What's with these 28 day tasks with 2 week deadlines?

JerryLerman
JerryLerman
Joined: 11 Feb 15
Posts: 1
Credit: 11076813
RAC: 657
Topic 224839

I've suspended work for Einstein@home because the recent tasks are estimated to run ridiculously long, in one case, 28 days, with a 14-day deadline. It seems not worth the effort to try to complete them.

For example:


Application Gravitational Wave search O2 Multi-Directional 2.09 (GWnew)
Name h1_0930.45_O2C02Cl5In0__O2MD1S3_Spotlight_931.50Hz_1844
State Project suspended by user
Received 2/13/2021 11:38:17 AM
Report deadline 2/27/2021 11:38:18 AM
Estimated computation size 144,000 GFLOPs
CPU time 00:04:05
CPU time since checkpoint 00:04:05
Elapsed time 00:05:04
Estimated time remaining 28d 07:05:49    <---- HUH??
Fraction done 0.211%
Virtual memory size 2.10 GB
Working set size 2.10 GB
Directory slots/4
Process ID 24072
Progress rate 2.520% per hour
Executable einstein_O2MD1_2.09_windows_x86_64__GWnew.exe

 

 

 

 

Keith Myers
Keith Myers
Joined: 11 Feb 11
Posts: 4753
Credit: 17681796802
RAC: 5723283

Since you are new here, you

Since you are new here, you haven't completed enough work for BOINC to make any kind of valid estimated time to complete calculations.
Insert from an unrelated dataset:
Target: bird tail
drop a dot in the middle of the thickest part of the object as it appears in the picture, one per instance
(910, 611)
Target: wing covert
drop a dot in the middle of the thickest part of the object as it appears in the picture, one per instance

You need to report 10 valid tasks for BOINC to calculate an APR normally.

But since Einstein uses the DCF formula instead of APR it is slightly different.  Still need to report work for the real DCF to be calculated.

The GW tasks do not take that long to complete.  Just let the tasks run.

 

Gary Roberts
Gary Roberts
Moderator
Joined: 9 Feb 05
Posts: 5846
Credit: 109975723612
RAC: 29543326

JerryLerman wrote:What's with

JerryLerman wrote:

What's with these 28 day tasks with 2 week deadlines?

I've suspended work for Einstein@home because the recent tasks are estimated to run ridiculously long, in one case, 28 days, with a 14-day deadline. It seems not worth the effort to try to complete them.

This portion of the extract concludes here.